As mainstream queer events become more and more enmeshed with the corporate world, the question remains as to whom they stand for, and who will be left behind. For now, the rift between activists and the organisers of such events seems to be growing. This year has also seen other organisers coming under fire, including those of Manchester Pride, following the announcement that they would be cutting funding to charities. Chardine mentions that, at the time of interview, she has yet to hear from the organisers of the British LGBT Awards, despite having sent them her statement the night before it going public. 

The non-responsiveness seems to be a key trend: following widespread backlash to a tweet announcing their sponsors, the organisation deleted the post, but failed to address the community’s concerns. At the time of writing, they did not respond to a request for comment, either.

The future may seem unclear, but Chardine is looking to the past for inspiration.
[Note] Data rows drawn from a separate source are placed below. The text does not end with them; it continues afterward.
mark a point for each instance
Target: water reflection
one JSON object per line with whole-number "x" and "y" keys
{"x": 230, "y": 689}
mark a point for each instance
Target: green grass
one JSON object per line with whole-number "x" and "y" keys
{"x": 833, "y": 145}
She hopes that the community can return to its “radical heart”. “What we are supposed to be working for and fighting for is not to make these corporations look good, but to support people in our community against things like homelessness and exploitation”, she says.

“I think people’s viewpoints are very self-centred, on their own success as an individual, or even just as a predominantly white community in the UK.” Until such a time in the movement comes, she remains defiant, calling on white queer counterparts to reconsider how they approach LGBTQ+ rights. 

To the board and others like it, she has a simple message. “It makes no sense to have an ethically dubious sponsor for what is, essentially, a human rights award. There’s a complete contradiction there,” she says. “We have a history – and a future – that we need to protect from being pilfered in this way.”